For 286 and older, if I go OEM, another favorite of mine is Tandy. My first PC was a Tandy 1000 SX in 1997 (yes ninetey-seven, not eighty-seven) - and since then I've owned quite a few Tandy machines and all of them have been so solid even the worst issue like a failed chip, would not kill the system completely enough. Right now I have a Tandy 1000A setup that's just killer - Deluxe Mouse, NEC MultiSync monitor, XT-IDE with a 3GB HDD, and it's a sleeper too (dual Floppies). I'm building game pads and a light pen for it eventually. It's also my favorite box for BBS surfing.
The two worst vintage OEM's I've dealt with were a Transitional period Dell 325SX (I got a PC's Limited Branded monochrome VGA monitor with it) and a row of Packard Bell models very popular in East Alabama in the early 90's. And even then, those were not that bad. The #1 problem was that they did not think about where to put the CMOS battery in those machines and so most of them had some ruined traces on the motherboard I either had to bodge back together, or work around with add-in cards. I had one PAckard Bell that lost it's HDD controller due to this, another one that would not POST so I had to hack-in a Zenith motherboard that had the same issue but instead now, the VGA chipset had memory problems.
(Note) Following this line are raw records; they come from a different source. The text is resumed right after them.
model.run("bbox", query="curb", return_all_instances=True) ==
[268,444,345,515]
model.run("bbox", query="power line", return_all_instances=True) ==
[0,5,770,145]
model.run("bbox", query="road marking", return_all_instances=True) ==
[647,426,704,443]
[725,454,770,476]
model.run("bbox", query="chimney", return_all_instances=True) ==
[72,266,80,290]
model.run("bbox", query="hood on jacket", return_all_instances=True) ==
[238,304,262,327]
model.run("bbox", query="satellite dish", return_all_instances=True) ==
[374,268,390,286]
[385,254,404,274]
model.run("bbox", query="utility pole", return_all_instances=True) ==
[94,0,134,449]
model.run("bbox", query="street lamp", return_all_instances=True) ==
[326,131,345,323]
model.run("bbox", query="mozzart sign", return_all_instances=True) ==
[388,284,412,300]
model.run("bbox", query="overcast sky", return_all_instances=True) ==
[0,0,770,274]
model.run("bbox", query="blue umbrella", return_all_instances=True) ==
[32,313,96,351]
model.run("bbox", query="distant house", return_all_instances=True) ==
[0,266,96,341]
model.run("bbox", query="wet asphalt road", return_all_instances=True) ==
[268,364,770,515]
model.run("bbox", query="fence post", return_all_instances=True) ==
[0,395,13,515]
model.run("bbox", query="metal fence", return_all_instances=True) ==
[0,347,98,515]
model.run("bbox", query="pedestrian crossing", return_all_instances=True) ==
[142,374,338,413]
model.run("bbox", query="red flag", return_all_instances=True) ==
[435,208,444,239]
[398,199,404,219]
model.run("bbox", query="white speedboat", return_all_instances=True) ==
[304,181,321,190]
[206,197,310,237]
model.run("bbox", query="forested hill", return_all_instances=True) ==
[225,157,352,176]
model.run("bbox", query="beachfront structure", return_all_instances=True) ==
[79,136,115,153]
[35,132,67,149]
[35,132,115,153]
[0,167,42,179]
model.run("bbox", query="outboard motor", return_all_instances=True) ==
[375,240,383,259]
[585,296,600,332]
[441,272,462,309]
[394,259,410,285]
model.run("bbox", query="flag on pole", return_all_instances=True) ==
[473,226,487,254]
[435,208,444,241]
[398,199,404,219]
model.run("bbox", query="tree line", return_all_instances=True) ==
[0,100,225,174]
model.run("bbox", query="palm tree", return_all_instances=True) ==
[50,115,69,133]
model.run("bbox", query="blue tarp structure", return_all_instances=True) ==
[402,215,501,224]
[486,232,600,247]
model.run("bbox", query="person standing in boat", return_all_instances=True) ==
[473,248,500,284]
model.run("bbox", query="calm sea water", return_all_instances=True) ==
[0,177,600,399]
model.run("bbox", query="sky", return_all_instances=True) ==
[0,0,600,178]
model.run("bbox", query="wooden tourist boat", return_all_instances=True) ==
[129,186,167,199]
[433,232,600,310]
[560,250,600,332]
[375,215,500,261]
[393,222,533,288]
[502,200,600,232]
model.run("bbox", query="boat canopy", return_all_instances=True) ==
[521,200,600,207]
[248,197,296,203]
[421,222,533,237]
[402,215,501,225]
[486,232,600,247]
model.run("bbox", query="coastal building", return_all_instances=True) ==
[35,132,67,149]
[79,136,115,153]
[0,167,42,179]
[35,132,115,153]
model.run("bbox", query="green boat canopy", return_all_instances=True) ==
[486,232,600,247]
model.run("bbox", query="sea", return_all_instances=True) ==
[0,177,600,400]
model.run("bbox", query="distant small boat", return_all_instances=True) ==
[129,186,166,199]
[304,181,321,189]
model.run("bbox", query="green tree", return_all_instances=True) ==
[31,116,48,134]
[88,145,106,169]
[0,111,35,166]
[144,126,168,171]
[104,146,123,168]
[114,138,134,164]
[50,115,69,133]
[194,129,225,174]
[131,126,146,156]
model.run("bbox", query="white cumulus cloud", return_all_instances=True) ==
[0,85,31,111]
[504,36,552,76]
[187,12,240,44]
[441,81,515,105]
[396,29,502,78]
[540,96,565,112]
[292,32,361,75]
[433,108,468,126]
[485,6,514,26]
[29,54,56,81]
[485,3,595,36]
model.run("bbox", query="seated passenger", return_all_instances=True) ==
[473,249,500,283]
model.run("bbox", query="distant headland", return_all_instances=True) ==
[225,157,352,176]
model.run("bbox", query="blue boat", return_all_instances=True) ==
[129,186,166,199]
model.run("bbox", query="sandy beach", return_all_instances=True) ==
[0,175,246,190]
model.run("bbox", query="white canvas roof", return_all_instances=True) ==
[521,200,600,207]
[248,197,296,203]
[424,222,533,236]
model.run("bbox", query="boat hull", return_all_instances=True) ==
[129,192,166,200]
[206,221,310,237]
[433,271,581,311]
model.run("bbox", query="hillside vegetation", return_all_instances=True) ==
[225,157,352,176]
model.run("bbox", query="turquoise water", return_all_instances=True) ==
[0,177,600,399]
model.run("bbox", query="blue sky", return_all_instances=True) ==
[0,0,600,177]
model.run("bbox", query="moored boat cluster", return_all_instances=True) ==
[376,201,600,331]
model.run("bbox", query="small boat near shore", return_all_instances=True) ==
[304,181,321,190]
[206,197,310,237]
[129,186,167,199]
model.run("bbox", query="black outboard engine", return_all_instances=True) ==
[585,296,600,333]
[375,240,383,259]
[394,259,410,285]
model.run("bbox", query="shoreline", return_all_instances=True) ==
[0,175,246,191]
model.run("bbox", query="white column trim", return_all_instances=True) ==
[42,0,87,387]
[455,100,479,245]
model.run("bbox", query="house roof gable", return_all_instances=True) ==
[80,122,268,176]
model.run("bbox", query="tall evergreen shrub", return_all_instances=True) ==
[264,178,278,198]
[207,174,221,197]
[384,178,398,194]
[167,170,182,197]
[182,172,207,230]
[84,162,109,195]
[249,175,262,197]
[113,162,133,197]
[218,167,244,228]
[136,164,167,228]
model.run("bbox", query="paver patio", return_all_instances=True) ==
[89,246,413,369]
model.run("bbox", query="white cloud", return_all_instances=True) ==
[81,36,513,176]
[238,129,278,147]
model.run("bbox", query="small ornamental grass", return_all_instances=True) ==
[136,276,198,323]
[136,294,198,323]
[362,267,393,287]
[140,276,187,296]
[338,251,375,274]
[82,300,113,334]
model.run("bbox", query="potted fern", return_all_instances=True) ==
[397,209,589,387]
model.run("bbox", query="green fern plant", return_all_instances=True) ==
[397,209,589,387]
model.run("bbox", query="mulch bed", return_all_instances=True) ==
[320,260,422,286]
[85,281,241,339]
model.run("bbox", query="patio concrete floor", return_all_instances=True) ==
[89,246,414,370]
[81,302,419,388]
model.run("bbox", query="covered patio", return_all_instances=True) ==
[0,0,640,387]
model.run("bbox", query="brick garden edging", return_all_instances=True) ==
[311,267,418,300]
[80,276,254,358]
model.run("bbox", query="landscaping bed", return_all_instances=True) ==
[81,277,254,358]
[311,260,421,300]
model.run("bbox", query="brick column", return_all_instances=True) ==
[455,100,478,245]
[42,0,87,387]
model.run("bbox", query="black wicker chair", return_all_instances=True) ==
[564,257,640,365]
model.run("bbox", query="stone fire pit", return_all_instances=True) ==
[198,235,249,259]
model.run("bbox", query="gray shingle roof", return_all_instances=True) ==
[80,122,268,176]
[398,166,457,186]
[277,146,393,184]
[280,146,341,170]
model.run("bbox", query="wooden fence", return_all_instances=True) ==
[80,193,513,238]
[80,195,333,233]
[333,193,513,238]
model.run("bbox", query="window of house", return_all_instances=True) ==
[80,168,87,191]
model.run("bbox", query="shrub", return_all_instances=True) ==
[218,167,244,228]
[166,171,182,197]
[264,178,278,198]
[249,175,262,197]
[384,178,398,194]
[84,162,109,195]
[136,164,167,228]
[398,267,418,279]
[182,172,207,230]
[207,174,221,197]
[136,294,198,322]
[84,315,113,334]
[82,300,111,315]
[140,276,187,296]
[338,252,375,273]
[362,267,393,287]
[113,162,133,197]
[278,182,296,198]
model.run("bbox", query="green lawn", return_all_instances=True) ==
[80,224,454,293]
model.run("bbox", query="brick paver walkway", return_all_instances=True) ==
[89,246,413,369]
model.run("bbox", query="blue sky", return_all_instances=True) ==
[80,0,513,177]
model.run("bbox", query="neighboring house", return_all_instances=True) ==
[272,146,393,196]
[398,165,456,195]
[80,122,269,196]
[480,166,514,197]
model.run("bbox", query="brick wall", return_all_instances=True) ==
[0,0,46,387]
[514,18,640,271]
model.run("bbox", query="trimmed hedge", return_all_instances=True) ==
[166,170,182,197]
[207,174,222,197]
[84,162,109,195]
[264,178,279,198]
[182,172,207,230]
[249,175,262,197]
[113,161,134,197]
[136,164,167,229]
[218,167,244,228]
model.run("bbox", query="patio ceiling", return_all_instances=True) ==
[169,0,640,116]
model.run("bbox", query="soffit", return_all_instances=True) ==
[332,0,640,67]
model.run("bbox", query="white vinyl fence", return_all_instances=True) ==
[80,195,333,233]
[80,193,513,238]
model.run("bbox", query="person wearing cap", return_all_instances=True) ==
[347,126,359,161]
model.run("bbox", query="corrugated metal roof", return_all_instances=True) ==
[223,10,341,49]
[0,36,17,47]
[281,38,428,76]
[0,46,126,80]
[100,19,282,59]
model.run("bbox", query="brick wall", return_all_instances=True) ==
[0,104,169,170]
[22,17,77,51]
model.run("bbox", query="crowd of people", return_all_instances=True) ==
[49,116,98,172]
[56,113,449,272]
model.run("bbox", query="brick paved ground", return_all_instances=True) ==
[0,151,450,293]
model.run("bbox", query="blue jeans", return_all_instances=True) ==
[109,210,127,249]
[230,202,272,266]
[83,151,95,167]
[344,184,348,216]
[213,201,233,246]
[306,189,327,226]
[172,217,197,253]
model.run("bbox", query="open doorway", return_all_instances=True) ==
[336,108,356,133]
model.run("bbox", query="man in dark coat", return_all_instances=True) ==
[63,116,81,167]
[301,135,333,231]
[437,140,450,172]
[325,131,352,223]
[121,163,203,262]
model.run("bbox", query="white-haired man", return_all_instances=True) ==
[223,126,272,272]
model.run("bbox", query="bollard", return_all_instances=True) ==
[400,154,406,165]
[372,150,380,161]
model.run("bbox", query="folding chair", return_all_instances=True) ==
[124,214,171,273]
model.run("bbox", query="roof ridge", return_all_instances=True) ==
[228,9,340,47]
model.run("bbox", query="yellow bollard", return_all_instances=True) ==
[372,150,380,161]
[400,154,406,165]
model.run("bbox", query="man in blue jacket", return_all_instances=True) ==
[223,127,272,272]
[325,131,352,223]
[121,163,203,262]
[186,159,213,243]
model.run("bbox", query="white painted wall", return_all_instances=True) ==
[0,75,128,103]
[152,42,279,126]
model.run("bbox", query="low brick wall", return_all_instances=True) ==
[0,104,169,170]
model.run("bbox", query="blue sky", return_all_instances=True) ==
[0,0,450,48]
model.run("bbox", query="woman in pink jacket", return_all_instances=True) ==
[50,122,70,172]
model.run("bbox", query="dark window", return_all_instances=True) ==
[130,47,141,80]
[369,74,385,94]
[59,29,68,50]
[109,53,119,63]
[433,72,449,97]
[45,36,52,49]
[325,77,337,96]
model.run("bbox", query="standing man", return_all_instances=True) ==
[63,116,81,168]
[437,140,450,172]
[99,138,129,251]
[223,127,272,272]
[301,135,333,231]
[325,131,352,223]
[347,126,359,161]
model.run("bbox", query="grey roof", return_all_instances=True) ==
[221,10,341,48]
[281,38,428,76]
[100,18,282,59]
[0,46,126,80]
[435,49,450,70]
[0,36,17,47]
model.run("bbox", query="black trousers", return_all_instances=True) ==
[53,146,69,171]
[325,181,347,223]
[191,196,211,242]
There were a few "Franken-Bells" running around at the time too, like an AST Pentium 60 living in the Dell's LPX case, the Packard Bell Legend 843+ tower with the Zenith motherboard in it that had Ethernet and a replacement ISA SVGA card, or the PBM - A Packard Bell with an IBM PS/Valuepoint board in it. All these had some interesting "redneck mods" to the cases to get the riser cards to fit and work.